To those of us in the storage admin business losing two disks in a RAID 5 disk group falls into a special category. That category would be associated what most like to call a resume generating event or RGE. I ran into this specific issue today and survived due to a couple key pieces of information provided by the vendor and by coming through logs to ensure I executed the recovery process in the correct order.
But there is no recovery you say? Ah right, so you’ve lost two disks in a RAID group which has only one parity drive. The LUN’s which fall within the RAID group are all off line, and the disks in question show up as “Removed”. At this point you’re SOL. Someone is leaning over your shoulder asking as simple question… WHEN WILL MY APPLICATION SERVER BE BACK UP?
On to the recovery steps… when a disk fails most times it is actively failed by the array itself and not by catestrophic hardware failure. High CRC error rates found on the drive lead the array to kick the drive out. With a two disk failure the array takes a different approach to disks which are “Removed” due to high CRC errors. The recovery process is quite simple. Re-insert the second disk which failed. The array will attempt to copy all of the usable data off it onto a hot spare. The reason why the second disk to fail is used is due to it having the last updated data. Where as the first disk to mark failed would not have the updates included in the second failed disk.
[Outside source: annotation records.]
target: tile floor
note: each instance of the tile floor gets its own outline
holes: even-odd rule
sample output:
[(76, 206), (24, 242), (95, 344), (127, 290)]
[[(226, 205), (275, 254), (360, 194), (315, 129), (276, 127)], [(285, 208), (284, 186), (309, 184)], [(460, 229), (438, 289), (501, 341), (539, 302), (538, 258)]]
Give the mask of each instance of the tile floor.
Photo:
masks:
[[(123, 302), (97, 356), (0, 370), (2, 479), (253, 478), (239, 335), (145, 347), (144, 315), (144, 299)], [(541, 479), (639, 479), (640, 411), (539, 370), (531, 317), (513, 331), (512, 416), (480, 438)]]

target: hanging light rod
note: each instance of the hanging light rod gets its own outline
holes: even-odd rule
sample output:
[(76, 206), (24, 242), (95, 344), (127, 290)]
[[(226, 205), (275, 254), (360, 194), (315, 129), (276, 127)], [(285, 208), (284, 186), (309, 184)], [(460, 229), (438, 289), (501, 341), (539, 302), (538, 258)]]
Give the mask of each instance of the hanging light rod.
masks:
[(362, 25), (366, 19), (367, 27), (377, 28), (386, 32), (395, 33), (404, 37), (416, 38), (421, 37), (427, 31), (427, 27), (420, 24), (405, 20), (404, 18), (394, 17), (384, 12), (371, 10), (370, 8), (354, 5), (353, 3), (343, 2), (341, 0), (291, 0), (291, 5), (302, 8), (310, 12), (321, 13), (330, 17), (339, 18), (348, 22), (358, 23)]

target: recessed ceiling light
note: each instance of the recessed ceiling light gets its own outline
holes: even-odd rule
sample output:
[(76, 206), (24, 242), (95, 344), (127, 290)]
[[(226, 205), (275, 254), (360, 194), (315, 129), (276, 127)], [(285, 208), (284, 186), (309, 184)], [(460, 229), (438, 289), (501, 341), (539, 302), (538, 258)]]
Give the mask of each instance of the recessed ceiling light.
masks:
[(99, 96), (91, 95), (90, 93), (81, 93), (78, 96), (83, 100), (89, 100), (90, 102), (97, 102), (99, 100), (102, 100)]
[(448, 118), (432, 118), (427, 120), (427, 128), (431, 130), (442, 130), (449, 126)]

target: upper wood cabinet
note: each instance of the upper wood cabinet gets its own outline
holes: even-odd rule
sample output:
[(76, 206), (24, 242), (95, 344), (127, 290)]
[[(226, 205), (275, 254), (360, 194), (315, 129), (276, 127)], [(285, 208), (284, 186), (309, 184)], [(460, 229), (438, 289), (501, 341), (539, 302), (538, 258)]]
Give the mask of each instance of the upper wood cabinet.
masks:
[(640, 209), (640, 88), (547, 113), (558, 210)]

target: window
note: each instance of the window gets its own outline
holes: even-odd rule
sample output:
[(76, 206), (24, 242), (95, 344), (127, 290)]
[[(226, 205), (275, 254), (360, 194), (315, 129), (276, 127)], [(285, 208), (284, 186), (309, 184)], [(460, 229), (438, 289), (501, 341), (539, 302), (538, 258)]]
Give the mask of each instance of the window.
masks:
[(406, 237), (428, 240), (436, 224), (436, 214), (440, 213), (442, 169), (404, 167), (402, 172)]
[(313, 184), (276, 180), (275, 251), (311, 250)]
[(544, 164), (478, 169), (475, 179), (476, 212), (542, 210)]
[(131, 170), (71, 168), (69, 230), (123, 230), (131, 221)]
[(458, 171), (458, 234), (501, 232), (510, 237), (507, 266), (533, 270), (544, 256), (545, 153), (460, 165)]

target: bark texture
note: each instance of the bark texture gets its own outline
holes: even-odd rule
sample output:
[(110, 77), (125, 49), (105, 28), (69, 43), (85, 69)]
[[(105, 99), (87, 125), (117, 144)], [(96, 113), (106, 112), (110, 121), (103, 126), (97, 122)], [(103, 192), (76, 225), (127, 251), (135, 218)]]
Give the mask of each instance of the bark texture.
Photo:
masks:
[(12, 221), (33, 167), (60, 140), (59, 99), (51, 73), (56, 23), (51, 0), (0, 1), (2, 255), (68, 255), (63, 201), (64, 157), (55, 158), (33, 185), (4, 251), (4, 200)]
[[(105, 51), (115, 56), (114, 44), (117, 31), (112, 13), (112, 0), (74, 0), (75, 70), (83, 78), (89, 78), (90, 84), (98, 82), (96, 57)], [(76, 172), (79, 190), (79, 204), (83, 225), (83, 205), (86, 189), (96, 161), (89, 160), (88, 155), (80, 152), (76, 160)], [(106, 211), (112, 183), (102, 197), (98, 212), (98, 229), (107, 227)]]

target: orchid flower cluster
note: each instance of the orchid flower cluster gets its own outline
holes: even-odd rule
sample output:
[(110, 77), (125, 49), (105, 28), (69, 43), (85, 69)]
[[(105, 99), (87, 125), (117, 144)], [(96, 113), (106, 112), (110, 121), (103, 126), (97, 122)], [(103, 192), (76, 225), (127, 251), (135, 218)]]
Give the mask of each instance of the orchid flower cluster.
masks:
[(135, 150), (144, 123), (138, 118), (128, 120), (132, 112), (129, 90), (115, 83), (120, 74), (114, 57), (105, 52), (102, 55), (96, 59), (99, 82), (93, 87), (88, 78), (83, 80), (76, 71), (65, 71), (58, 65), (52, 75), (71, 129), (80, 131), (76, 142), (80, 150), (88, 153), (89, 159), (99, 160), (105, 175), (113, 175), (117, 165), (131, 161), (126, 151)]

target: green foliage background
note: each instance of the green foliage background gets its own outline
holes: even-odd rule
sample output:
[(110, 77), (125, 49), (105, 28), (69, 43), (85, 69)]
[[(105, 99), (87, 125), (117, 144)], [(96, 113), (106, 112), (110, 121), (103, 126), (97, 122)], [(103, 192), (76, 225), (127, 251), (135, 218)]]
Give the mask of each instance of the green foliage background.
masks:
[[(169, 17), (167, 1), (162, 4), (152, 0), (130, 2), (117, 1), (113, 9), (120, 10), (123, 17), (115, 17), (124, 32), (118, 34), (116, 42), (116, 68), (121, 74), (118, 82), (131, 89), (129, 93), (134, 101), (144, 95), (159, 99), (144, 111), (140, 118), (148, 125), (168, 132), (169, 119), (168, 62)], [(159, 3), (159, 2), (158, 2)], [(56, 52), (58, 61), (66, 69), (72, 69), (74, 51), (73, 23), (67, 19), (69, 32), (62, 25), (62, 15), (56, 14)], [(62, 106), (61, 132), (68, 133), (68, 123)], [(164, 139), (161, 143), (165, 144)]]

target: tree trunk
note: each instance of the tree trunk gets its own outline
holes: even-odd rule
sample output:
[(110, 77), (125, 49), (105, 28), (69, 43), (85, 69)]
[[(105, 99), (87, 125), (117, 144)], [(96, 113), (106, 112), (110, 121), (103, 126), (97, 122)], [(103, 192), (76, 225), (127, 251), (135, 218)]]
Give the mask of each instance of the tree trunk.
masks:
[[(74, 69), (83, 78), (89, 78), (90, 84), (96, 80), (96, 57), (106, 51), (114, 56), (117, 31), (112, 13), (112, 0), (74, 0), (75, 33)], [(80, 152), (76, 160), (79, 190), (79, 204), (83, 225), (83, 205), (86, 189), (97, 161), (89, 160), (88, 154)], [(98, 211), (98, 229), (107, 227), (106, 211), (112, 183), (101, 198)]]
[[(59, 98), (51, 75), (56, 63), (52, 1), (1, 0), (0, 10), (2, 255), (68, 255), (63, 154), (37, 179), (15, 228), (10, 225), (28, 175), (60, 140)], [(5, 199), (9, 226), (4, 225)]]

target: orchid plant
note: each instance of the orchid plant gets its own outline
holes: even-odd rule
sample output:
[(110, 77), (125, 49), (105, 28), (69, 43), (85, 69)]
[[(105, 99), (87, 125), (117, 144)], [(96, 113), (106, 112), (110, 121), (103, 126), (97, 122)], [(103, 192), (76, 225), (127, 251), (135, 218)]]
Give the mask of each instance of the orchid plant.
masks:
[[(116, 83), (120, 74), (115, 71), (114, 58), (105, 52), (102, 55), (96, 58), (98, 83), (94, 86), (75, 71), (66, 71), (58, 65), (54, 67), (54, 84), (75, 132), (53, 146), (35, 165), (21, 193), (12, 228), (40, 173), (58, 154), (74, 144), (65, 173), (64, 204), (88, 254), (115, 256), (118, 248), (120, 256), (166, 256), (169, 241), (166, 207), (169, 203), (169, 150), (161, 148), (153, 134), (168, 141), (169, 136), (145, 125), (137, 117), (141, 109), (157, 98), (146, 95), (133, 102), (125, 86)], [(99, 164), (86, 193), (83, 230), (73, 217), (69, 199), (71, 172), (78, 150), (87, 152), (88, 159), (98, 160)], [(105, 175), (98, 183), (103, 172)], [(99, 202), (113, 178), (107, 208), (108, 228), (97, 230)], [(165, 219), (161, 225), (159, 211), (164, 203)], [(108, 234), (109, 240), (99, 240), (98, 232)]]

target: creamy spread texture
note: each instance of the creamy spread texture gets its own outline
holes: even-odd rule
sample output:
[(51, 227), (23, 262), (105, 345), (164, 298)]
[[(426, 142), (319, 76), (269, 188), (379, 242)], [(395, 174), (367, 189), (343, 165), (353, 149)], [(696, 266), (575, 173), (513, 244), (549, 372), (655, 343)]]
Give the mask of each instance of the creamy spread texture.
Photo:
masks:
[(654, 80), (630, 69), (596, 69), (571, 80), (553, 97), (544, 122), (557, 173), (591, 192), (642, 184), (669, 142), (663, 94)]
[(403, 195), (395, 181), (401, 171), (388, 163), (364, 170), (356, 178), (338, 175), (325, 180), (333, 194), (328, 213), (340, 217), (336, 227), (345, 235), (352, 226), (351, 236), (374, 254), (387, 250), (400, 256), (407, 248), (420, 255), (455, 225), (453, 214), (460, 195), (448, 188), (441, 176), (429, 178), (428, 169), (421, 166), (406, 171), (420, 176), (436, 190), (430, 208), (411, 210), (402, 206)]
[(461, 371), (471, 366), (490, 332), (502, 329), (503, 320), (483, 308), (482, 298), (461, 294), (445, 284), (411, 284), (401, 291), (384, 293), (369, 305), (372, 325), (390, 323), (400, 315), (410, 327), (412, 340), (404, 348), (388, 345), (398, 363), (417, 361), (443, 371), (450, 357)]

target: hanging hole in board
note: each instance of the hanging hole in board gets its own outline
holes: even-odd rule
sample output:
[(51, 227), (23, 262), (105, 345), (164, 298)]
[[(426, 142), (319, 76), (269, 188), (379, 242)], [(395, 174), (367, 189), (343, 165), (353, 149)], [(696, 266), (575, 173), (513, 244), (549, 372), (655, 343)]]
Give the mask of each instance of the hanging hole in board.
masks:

You can check the status of the disk rebuild through Naviseccli. Run naviseccli -h SP_IP_address -user username -scope 0 getdisk 3_4_3 -state -rb this will show you the rebuild status of each LUN found on the disk which is being rebuild.
Issue: In some instances LUNs found within pools associated with the failed drives can show up as in a “Faulted” state.
Resolution: A common way to resolve this issue is to reboot each of the CLARiiON storage processors (SP). Reboot the first SP and wait 15 to 20 minutes before rebooting the second SP.